Today I’d like to welcome Jay Norry, fantasy author of the Walking Between Worlds trilogy and a spiritual autobiography, Stumbling Backasswards Into the Light.
Can you give us your quickest description of your books?
My first book was a spiritual autobiography, a look at the questions I needed to answer to live happily and the answers I found. It is aptly titled Stumbling Backasswards Into the Light. It is a light, uplifting read.
My other books are philosophical fantasy, a trilogy entitled Walking Between Worlds. It’s a pretty epic adventure story with demons and angels and a supernatural army of men and women who help humans battle their personal demons. As the books go on, the story grows in both breadth and depth to explore new characters and new realms. A variety of personalities wrestle with timeless questions to find their own answers in an unfamiliar framework. Deep bonds of friendship and love hold the story and its characters together, a desperate search for answers drives it forward, philosophical and psychological exploration ties it all together a bit on the surface and completely underneath, and somewhere in all of this there is something for nearly everyone.

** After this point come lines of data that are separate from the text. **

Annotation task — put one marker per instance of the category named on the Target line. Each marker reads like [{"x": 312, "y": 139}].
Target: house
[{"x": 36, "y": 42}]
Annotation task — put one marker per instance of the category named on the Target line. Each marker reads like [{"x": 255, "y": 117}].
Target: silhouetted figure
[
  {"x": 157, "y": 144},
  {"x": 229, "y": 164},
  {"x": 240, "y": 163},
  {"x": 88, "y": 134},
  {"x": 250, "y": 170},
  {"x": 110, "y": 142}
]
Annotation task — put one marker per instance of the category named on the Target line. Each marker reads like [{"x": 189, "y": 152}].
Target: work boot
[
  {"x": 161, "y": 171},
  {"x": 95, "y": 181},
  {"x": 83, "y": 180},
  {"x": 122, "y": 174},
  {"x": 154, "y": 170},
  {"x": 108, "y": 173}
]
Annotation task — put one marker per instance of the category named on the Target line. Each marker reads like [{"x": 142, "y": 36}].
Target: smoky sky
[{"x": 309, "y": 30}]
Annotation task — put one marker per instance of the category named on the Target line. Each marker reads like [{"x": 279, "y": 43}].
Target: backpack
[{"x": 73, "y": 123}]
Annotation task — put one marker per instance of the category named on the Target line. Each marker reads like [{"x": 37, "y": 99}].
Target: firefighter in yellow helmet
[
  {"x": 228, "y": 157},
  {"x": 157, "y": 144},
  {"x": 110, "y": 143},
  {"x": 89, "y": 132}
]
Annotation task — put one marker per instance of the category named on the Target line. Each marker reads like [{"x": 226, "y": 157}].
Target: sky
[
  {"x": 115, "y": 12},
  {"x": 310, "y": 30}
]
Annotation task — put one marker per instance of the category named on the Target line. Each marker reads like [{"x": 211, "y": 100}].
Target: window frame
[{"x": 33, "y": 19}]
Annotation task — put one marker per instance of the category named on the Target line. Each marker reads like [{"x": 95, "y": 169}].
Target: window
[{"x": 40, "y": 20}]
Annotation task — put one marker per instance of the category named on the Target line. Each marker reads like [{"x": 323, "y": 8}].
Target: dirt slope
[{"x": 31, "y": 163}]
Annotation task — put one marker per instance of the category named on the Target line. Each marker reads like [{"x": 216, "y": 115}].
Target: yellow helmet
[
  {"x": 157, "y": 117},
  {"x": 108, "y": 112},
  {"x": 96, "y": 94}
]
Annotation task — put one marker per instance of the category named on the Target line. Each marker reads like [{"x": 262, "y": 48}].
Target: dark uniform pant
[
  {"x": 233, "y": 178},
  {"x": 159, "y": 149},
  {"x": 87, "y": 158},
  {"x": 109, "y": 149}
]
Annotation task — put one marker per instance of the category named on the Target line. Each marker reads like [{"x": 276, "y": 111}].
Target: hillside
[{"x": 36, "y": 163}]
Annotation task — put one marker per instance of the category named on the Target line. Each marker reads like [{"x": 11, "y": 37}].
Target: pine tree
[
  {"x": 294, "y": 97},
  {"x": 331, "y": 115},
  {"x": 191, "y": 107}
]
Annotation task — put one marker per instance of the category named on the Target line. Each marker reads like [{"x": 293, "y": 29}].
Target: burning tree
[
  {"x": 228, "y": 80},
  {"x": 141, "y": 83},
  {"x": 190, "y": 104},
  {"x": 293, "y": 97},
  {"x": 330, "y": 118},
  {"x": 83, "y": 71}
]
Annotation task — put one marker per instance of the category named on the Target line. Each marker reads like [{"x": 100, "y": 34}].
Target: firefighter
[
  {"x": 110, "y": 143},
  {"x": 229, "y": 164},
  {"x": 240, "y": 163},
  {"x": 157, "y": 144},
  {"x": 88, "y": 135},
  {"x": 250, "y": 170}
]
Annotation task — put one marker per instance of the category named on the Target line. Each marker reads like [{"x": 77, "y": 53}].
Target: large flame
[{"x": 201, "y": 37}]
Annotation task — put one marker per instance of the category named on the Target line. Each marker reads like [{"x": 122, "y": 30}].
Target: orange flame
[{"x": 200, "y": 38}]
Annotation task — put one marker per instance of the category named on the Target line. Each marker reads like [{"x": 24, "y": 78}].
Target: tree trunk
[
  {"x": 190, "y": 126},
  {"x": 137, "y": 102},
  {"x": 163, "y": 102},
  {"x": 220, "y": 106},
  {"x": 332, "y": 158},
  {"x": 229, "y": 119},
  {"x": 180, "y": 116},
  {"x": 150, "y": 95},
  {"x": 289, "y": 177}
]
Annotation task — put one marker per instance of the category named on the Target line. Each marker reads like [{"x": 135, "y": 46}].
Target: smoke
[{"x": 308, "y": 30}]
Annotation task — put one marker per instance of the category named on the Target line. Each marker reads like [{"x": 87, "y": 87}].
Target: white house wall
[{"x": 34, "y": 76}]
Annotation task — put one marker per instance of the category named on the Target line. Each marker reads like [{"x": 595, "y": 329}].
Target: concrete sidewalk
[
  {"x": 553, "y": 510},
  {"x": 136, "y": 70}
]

I love the title of your first book. Your trilogy sounds really interesting. There’s a lot out there about angels and demons, but this sounds like it has a twist to all the usual elements. What gave you this unique idea for the trilogy?

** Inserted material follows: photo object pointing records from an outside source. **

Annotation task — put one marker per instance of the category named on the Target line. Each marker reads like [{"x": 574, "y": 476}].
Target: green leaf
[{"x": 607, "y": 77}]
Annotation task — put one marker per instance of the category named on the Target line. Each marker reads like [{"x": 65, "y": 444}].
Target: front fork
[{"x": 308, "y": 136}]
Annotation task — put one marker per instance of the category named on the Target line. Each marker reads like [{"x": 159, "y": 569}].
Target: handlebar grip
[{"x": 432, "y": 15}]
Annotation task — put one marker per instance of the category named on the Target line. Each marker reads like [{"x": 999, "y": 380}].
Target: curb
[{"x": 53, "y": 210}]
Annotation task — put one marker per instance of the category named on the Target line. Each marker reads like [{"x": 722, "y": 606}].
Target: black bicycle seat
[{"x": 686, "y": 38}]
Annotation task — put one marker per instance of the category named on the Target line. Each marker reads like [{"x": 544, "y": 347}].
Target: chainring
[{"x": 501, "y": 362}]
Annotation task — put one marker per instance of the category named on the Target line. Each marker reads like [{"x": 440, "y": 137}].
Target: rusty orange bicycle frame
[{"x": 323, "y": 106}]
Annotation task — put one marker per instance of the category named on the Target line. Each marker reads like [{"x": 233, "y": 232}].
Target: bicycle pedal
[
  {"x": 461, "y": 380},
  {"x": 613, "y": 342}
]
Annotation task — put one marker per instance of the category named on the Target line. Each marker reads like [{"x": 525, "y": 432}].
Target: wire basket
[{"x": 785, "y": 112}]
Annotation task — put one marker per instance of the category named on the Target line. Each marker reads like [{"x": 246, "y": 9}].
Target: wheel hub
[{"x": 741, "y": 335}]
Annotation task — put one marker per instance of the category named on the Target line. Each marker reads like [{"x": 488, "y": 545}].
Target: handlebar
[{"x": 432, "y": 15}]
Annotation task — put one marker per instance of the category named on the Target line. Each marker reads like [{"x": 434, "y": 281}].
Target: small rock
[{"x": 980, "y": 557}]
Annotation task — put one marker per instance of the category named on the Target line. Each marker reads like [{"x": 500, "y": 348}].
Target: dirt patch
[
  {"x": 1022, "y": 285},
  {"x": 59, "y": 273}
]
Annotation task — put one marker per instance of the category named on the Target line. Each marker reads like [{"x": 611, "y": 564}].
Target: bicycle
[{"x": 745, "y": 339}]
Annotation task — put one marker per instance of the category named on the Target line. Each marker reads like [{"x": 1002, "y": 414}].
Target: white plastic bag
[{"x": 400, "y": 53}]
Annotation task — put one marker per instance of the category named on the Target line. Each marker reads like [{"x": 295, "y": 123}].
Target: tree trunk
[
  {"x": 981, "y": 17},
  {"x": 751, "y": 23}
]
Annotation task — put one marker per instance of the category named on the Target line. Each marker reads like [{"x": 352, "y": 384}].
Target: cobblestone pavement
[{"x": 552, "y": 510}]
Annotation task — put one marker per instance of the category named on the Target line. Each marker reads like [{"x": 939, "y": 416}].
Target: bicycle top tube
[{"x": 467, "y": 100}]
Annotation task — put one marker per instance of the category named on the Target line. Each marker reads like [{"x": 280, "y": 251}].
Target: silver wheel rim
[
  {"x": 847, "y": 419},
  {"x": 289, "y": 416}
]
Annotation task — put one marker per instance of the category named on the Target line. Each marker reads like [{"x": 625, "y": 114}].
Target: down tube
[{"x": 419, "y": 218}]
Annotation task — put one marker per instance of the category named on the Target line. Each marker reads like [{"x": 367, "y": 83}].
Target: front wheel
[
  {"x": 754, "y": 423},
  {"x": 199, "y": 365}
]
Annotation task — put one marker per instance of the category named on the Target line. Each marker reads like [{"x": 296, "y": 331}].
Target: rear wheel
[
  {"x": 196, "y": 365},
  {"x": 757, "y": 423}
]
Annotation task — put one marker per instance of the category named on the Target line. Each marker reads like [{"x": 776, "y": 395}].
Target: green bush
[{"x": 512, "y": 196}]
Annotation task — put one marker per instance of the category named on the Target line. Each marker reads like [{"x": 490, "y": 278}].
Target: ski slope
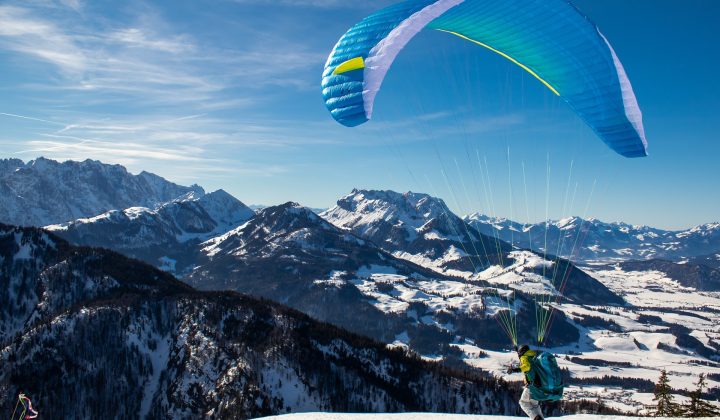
[{"x": 435, "y": 416}]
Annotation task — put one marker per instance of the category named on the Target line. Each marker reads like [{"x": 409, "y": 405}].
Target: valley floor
[{"x": 434, "y": 416}]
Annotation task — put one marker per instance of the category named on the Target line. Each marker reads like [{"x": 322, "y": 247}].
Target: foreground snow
[{"x": 433, "y": 416}]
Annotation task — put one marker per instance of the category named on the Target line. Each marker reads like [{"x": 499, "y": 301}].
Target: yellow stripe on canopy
[
  {"x": 524, "y": 67},
  {"x": 356, "y": 63}
]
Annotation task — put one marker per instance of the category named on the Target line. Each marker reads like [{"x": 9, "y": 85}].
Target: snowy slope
[
  {"x": 111, "y": 337},
  {"x": 436, "y": 416},
  {"x": 167, "y": 236},
  {"x": 601, "y": 241},
  {"x": 43, "y": 192}
]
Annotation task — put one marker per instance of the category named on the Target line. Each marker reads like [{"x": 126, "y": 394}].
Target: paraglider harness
[
  {"x": 544, "y": 379},
  {"x": 27, "y": 411}
]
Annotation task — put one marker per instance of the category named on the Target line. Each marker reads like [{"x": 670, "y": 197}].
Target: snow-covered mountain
[
  {"x": 421, "y": 229},
  {"x": 593, "y": 240},
  {"x": 166, "y": 236},
  {"x": 43, "y": 192},
  {"x": 289, "y": 254},
  {"x": 418, "y": 228},
  {"x": 434, "y": 416},
  {"x": 104, "y": 336}
]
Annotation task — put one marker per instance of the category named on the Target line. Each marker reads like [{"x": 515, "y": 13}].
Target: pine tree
[
  {"x": 664, "y": 404},
  {"x": 697, "y": 407}
]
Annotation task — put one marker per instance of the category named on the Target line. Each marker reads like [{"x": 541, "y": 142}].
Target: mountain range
[
  {"x": 43, "y": 191},
  {"x": 402, "y": 269},
  {"x": 592, "y": 240},
  {"x": 90, "y": 333}
]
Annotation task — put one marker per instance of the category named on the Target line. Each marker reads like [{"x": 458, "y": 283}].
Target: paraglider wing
[{"x": 549, "y": 39}]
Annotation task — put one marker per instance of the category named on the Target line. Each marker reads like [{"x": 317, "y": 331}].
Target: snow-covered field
[
  {"x": 637, "y": 347},
  {"x": 434, "y": 416}
]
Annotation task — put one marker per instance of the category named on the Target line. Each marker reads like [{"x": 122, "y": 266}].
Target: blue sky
[{"x": 226, "y": 94}]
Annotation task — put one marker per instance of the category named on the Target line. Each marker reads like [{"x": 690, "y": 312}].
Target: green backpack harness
[{"x": 546, "y": 383}]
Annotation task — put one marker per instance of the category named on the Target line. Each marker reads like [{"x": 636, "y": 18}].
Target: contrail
[{"x": 32, "y": 119}]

The first time that I read a story where there was some question as to who was the clear good guy and who was the clear bad guy, I’ll bet my little brain just lit up. I have always been a bit obsessed with the fact that perspective changes everything. Shop owners must have hated Superman: “Stop toying with the villain! I don’t have alien insurance!” Gandhi had at least one hater out there, wishing he would just eat a little rice so we could all get back to our war-torn lives.
It was easy to see how people create their own demons, how they feed them and how they fight them. It was also easy to see that blaming a clear antagonist for the troubles of the obvious protagonist would not have suited this story or this complex cast of characters at all. If there is one over-arching theme to this trilogy, it is the theme of personal responsibility. What if the demons that plague us are our creation? What if they are a part of us that only we can deal with? What if our demons save us from our own darkness, should we learn to dance with them? And what if when things get really bad, a good-hearted super-powered immortal shows up with a sword to help you deal with your demon once and for all?

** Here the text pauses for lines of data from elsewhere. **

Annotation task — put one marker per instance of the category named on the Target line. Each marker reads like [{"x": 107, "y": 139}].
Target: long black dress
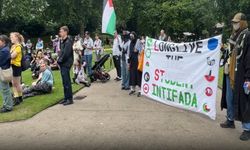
[{"x": 133, "y": 61}]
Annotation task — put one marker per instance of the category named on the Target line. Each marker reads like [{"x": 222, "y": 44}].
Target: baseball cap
[{"x": 239, "y": 17}]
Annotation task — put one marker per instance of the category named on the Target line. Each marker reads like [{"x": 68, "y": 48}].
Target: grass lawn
[{"x": 34, "y": 105}]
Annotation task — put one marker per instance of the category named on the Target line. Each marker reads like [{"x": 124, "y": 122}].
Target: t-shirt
[
  {"x": 47, "y": 77},
  {"x": 98, "y": 44},
  {"x": 17, "y": 60},
  {"x": 89, "y": 43},
  {"x": 117, "y": 42},
  {"x": 39, "y": 45}
]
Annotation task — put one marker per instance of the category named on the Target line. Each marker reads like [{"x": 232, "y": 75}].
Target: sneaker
[
  {"x": 245, "y": 136},
  {"x": 132, "y": 93},
  {"x": 127, "y": 89},
  {"x": 68, "y": 102},
  {"x": 4, "y": 110},
  {"x": 228, "y": 124},
  {"x": 20, "y": 99},
  {"x": 62, "y": 102},
  {"x": 16, "y": 101},
  {"x": 139, "y": 94}
]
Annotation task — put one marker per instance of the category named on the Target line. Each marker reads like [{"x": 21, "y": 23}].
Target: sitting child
[
  {"x": 53, "y": 63},
  {"x": 81, "y": 78},
  {"x": 44, "y": 83}
]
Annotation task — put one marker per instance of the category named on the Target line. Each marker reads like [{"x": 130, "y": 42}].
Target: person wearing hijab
[{"x": 240, "y": 72}]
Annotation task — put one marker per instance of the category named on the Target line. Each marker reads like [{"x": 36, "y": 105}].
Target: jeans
[
  {"x": 117, "y": 63},
  {"x": 246, "y": 126},
  {"x": 6, "y": 94},
  {"x": 88, "y": 59},
  {"x": 65, "y": 73},
  {"x": 125, "y": 74},
  {"x": 229, "y": 99}
]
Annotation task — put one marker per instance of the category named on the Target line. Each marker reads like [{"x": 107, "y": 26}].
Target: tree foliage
[{"x": 38, "y": 17}]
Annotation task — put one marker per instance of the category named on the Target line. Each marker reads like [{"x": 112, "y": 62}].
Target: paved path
[{"x": 110, "y": 119}]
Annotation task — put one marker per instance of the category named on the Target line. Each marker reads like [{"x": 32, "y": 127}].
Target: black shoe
[
  {"x": 245, "y": 136},
  {"x": 139, "y": 94},
  {"x": 228, "y": 124},
  {"x": 132, "y": 92},
  {"x": 63, "y": 101},
  {"x": 4, "y": 110},
  {"x": 118, "y": 79},
  {"x": 68, "y": 102},
  {"x": 20, "y": 99},
  {"x": 16, "y": 101}
]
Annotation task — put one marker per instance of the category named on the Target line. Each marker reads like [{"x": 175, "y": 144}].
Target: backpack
[{"x": 24, "y": 63}]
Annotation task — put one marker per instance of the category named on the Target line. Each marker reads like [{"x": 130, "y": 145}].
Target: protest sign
[{"x": 183, "y": 75}]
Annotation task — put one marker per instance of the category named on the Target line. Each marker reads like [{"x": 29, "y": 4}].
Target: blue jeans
[
  {"x": 125, "y": 74},
  {"x": 88, "y": 59},
  {"x": 6, "y": 94},
  {"x": 229, "y": 99},
  {"x": 246, "y": 126},
  {"x": 65, "y": 73}
]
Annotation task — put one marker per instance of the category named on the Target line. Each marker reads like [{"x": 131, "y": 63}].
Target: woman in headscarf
[
  {"x": 240, "y": 72},
  {"x": 134, "y": 48}
]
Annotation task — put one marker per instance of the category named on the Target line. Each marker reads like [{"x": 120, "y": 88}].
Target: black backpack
[{"x": 24, "y": 63}]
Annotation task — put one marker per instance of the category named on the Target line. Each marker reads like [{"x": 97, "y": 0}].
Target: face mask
[{"x": 236, "y": 26}]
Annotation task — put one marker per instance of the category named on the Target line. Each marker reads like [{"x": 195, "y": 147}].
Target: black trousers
[
  {"x": 65, "y": 73},
  {"x": 117, "y": 63}
]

What are you working on currently?
Right now, I am working on the third and final installment in the Walking Between Worlds trilogy. I have written the first draft, and the next several weeks I will be in edit mode while my partner puts together pretty much everything else. We are on schedule to release Walking Between Worlds; Book III: Fall of the Walker King on December 1st, 2015. It will be available in both print and ebook format, as are all of my other books.
(Psst, Readers: Walking Between Worlds, Book III is out now and can be found HERE.) Any future books you’ll be working on?
When I say there is a score of books waiting for me to write them, as I am wont to do, I am rounding down. There was a story talent show going on in my head as I began to plan ahead for 2016. I am proud to announce that there was a clear winner, for a variety of reasons that mostly have to do with time in one way or another. It will be philosophical fantasy, my new favorite genre, but it will surely be categorized as horror. It’s another story that drips blood and evil while exploring the possibility that evil always comes from a good place. The tentative title is “Zombie Zero”, and it will hopefully release sometime in the summer of 2016.
Ooh, interesting. What is one bit of advice you’d like to share with writers?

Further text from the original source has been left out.